# Common Distributions and Central Limit Theorem

#### DATA 1010
#### 27 September 2019

---

## Problem 1

The **geometric distribution** with parameter $p \in (0,1]$ is the distribution of the index of the first success in a sequence of independent Bernoulli trials.
 
Find the probability mass function of the geometric distribution.

*Solution.*

---

## Problem 2

Use Monte Carlo to approximate the mean and variance of the geometric distribution with parameter $p = 1/3$.

In [None]:
using Distributions
rand(Geometric(1/3),100_000)

---

## Problem 3

* Find the expected value of $S$, where $S$ is a sum of 1000
    independent Bernoulli random variables with success probability
    $p = \frac{3}{1000}$.  
* Find the probability mass function of $S$. 
    Hint: find an expression representing the probability mass at each
    $k$ from 0 to 1000, and then use Julia to evaluate it. You will
    need to define `n = big(1000)` and `p = big(3)/1000`
    because arbitrary precision arithmetic is required to avoid
    overflow issues.  
* Compare your results to the probability mass function $m(k) =
    \frac{3^k}{k!}e^{-3}$ defined on $\{0,1,2,\ldots\}$. 


*Solution.*

---

## Problem 4

Suppose that the number of typos on a page is a Poisson random
  variable with mean $\lambda = \frac{1}{3}$.
  
(i) Provide an explanation for why the Poisson distribution might
    be a good approximation for the distribution of typos on a page.  
(ii) Find the probability that a particular page is typo-free. 



*Solution.* 

---

## Problem 5

The covariance of two random variables $X$ and $Y$ is defined to be $\operatorname{Cov}(X,Y) = \mathbb{E}[(X-\mathbb{E}(X))(Y-\mathbb{E}(Y))]$. 

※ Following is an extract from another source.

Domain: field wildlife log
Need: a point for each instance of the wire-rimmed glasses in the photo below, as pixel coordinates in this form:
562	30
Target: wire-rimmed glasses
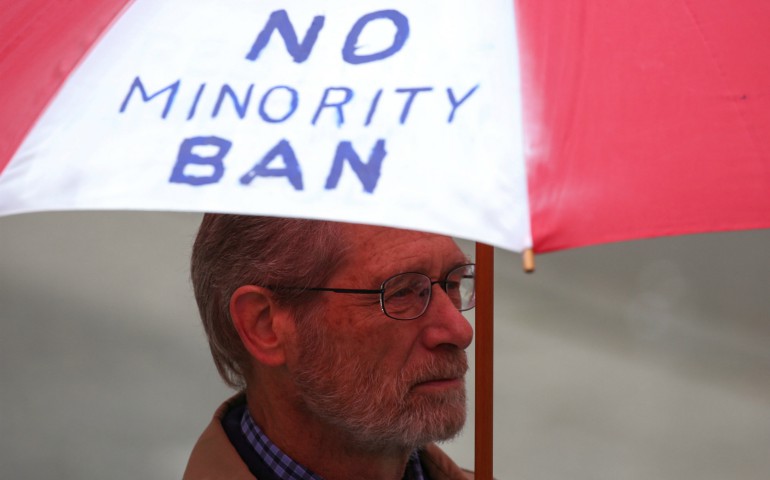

(a) Does mass in the joint distribution of $X$ and $Y$ count positively toward the covariance of $X$ and $Y$ when it is above and to the right (northeast) of the centroid $(\mathbb{E}(X), \mathbb{E}(Y))$? What about northwest, southwest, and southeast? 

(b) Write code to sample from a distribution on two random variables $X$ and $Y$ with positive covariance. Approximate the above expression using Monte Carlo and check that it is indeed positive.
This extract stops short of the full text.